"İçtihat Metni"
İNCELENEN KARARIN
MAHKEMESİ : ... Bölge Adliye Mahkemesi 28. Hukuk Dairesi
İLK DERECE MAHKEMESİ : ... 13. Aile Mahkemesi
Taraflar arasındaki davacı erkek vekili tarafından açılan davalı eşin tasarruf yetkisinin sınırlanması davasından yapılan yargılama sonunda İlk Derece Mahkemesince davanın reddine karar verilmiştir.
Kararın davacı erkek vekili tarafından istinaf edilmesi üzerine, Bölge Adliye Mahkemesince başvurunun esastan reddine karar verilmiştir.

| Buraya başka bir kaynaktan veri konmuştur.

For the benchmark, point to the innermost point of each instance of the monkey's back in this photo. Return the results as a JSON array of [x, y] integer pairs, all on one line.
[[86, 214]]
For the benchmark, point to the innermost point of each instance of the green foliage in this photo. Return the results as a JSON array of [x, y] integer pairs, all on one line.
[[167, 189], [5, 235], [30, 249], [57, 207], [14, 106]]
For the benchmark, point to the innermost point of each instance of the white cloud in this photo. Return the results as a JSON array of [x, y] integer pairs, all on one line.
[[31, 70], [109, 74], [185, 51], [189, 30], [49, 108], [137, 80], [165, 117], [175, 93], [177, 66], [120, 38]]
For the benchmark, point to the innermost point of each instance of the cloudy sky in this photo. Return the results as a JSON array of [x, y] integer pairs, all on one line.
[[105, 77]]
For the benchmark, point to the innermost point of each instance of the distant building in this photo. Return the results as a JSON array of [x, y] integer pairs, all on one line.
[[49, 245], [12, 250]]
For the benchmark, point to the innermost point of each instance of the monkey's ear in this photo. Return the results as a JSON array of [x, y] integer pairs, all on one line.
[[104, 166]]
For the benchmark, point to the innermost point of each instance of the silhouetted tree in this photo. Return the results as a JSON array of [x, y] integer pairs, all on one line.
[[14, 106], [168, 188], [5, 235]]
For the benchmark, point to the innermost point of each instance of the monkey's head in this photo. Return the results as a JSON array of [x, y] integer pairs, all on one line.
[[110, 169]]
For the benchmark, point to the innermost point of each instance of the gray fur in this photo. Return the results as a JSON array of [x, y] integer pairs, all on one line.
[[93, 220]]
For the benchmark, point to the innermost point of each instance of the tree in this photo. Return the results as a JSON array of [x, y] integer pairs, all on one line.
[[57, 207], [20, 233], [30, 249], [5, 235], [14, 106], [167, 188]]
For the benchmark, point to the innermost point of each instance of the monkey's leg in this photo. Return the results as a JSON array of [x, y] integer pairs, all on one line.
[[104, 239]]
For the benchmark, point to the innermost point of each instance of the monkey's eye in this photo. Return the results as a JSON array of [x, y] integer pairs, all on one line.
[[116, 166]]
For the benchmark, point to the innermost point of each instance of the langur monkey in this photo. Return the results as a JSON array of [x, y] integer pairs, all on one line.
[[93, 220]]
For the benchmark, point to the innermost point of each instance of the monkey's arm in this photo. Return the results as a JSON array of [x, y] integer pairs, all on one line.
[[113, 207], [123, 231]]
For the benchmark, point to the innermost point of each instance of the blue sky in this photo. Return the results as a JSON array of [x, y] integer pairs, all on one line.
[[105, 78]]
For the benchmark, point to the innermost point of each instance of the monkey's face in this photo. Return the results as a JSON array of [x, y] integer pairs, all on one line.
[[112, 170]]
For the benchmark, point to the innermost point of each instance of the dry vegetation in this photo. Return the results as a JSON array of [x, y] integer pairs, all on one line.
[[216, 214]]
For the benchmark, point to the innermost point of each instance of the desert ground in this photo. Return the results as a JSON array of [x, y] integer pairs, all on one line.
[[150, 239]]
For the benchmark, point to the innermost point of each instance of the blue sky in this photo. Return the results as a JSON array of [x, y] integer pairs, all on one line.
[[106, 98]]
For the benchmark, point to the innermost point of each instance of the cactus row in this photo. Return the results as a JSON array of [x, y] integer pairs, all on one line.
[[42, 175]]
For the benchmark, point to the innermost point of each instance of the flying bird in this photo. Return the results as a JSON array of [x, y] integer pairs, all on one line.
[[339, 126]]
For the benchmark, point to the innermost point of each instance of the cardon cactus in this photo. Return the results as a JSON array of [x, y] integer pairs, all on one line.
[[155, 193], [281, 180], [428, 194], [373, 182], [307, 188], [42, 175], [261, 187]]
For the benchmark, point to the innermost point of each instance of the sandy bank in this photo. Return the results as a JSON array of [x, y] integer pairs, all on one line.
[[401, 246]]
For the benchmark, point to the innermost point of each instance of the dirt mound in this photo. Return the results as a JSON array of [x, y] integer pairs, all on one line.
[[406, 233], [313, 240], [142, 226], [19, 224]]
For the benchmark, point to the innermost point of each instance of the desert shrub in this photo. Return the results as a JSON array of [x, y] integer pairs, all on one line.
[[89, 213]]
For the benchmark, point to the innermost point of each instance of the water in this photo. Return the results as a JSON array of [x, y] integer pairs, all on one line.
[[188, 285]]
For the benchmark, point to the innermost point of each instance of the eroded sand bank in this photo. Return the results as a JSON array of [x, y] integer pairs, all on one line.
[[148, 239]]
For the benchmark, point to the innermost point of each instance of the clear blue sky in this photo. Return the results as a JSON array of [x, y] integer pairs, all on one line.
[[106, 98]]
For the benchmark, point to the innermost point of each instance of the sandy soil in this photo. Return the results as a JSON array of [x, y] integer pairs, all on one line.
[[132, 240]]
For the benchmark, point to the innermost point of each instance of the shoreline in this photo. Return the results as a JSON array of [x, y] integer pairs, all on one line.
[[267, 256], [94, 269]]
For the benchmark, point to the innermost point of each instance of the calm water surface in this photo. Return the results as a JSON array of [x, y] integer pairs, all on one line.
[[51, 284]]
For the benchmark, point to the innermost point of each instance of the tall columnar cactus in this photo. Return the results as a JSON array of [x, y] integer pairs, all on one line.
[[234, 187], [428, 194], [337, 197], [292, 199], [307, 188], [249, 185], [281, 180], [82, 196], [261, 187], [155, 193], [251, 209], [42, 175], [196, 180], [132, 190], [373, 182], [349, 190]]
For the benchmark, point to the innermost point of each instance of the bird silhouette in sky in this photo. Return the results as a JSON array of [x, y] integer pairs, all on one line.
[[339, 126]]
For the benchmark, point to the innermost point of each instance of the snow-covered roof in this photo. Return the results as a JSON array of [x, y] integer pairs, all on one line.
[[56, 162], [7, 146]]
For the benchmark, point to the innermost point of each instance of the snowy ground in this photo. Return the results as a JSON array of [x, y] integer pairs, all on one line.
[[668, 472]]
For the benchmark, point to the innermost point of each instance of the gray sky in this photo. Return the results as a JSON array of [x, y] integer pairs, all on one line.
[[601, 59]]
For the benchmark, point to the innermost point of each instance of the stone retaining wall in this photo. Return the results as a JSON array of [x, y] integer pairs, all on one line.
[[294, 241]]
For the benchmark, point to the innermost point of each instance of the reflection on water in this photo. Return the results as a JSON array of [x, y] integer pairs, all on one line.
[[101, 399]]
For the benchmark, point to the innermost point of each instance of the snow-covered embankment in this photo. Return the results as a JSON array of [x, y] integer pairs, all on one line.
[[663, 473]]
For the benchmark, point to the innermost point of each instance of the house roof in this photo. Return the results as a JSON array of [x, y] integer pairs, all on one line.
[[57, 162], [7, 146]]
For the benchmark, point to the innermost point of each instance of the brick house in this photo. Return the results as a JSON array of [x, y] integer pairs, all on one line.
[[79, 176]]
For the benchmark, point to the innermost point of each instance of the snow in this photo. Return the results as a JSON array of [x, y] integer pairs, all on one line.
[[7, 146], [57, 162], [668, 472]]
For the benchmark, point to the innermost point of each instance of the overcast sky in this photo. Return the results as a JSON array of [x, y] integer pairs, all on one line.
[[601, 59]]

Bölge Adliye Mahkemesi kararı davacı erkek vekili tarafından temyiz edilmekle; kesinlik, süre, temyiz şartı ve diğer usul eksiklikleri yönünden yapılan ön inceleme sonucunda, temyiz dilekçesinin kabulüne karar verildikten ve Tetkik Hâkimi tarafından hazırlanan rapor dinlendikten sonra dosyadaki belgeler incelenip gereği düşünüldü:
I. DAVA
Davacı erkek vekili dava ve cevaba cevap dilekçesinde özetle; davalının ortak meskeni 16.07.2020 tarihinde terk ettiğini, tarafların evlilik birliği içinde erkeğin babası tarafından peşinat ve kredilerinin ödendiği fakat kredi çıkması için davalının üzerine kayıt edilen ... İli, Mamak İlçesinde bulunan taşınmazı, davalının devredeceğini öğrendiğini, davalının ayrıca evlilik birliği içinde biriken Türkiye İş Bankası ... Şubesinde bulunan hesabındaki 200.000,00 TL civarındaki parayı da çekeceğini erkeğe duyurduğunu iddia ederek 4721 sayılı Türk Medeni Kanunu’nun (4721 sayılı Kanun) 199 uncu maddesi gereğince davasının kabulüne davalının adına kayıtlı ... ili, Mamak ilçesinde bulunan taşınmazının devrinin önlenmesi ve davalının Türkiye İş Bankası ... şubesi vadeli, vadesiz, döviz ve altın hesaplarında bulunan paranın yarısını kullanmasının önlenmesi için tasarruf yetkisinin sınırlanmasını talep ve dava etmiştir.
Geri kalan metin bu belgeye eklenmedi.